Des super héros un peu feignants

D’habitude les super héros sont en proie à de profonds doutes sur leur identité ou sur la moralité de leurs actions. Entre deux séances de castagne avec des supers vilains, ils essayent de faire avancer un peu plus leur petite vie ou bien d’améliorer le monde et la justice. Heureusement ce n’est pas le cas de tous les super héros et notamment des Lazy Teenage Superheroes, (ce qui donne en français les jeunes feignasses aux super pouvoirs). Les héros de ce cours métrage dirigé par Michael Ashton n’ont pas vraiment le comportement exemplaire des héros de comics : ils préfèrent faire la fête plutôt que de casser du  super méchant.
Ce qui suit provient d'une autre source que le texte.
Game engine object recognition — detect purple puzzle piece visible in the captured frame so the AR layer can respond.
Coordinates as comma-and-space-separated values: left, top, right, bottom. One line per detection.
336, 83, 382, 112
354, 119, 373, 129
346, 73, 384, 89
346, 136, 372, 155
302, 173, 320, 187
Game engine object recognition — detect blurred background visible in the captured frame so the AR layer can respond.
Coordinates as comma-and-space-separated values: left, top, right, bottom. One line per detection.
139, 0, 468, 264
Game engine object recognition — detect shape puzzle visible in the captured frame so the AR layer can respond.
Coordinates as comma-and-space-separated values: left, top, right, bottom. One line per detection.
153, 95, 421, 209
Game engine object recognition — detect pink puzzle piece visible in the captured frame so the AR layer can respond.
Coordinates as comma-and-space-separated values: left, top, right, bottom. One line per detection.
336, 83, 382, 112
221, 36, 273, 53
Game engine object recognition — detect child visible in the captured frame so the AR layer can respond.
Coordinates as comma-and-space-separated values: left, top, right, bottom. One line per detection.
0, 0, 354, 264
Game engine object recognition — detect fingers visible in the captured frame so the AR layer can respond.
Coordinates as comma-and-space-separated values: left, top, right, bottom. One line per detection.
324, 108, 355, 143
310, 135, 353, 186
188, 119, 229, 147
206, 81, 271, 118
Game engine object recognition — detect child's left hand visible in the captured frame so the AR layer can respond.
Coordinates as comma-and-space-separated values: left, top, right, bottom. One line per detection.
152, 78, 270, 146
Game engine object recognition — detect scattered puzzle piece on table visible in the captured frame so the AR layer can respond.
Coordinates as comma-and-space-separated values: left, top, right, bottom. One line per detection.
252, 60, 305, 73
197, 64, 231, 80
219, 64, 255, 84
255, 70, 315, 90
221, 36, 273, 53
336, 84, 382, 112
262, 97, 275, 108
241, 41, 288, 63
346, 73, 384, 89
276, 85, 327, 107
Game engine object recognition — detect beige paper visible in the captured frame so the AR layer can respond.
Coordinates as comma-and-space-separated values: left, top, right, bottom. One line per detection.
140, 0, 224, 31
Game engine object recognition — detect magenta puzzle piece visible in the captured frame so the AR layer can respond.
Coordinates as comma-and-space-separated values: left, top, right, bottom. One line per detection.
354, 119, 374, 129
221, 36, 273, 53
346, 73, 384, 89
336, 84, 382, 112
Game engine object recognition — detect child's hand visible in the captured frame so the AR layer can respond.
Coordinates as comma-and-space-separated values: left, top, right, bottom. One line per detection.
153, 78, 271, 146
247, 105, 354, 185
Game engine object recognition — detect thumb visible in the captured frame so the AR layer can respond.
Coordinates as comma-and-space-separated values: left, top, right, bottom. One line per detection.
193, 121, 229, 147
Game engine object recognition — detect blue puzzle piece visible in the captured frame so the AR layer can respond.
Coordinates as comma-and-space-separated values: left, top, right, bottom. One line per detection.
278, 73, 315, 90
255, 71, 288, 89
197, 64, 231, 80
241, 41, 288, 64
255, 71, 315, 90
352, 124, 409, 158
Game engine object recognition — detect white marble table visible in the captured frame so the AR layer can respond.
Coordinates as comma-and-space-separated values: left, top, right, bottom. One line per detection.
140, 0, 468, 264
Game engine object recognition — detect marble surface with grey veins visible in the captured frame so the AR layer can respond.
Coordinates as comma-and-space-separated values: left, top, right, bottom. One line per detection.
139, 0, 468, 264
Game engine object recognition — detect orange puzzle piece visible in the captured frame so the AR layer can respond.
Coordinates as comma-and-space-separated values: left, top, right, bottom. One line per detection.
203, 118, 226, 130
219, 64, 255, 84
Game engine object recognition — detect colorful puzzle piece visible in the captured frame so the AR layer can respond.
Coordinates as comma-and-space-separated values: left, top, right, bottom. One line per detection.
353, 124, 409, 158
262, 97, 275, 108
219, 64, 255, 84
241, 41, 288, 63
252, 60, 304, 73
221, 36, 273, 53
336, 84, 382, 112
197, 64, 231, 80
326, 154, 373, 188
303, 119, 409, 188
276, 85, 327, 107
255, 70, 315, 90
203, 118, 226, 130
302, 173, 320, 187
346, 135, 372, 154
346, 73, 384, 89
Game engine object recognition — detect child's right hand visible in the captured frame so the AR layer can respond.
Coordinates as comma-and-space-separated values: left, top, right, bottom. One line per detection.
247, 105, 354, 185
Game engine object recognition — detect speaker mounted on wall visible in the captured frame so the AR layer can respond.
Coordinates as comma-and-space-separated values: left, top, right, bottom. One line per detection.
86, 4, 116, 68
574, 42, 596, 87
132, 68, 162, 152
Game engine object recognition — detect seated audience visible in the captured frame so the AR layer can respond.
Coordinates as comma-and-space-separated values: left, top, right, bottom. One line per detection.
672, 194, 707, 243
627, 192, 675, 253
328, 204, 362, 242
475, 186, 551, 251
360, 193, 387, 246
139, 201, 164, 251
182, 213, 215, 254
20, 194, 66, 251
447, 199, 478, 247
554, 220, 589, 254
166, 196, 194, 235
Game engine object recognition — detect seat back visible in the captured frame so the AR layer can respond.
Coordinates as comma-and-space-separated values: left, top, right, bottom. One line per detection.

Aussi étonnant que cela puisse paraître, ce film bourré de références geeks n’a coûté que 300 dollars ! Bien sûr l’argent n’est pas parti dans l’écriture du scénario qui pourrait tenir sur la largeur d’un ticket de métro, mais bien dans les effets spéciaux bluffants. La plupart ont d’ailleurs été réalisés en post production (c’est-à-dire après le tournage) grâce à un simple ordinateur et aux logiciels de montage et d’effets spéciaux Adobe After Effect. « Des logiciels de 3D tracking ont aussi été utilisé » explique le réalisateur. « Ils permettent de concevoir des effets 3D comme les lames d’énergie ou les éclairs et de les faire bouger de façon coordonnée avec le mouvement des acteurs. » Si vous êtes curieux de savoir comment c’est fait vous pouvez aussi jeter un œil à cette vidéo making of qui présente sur le même écran la scène pendant le tournage et le rendu final.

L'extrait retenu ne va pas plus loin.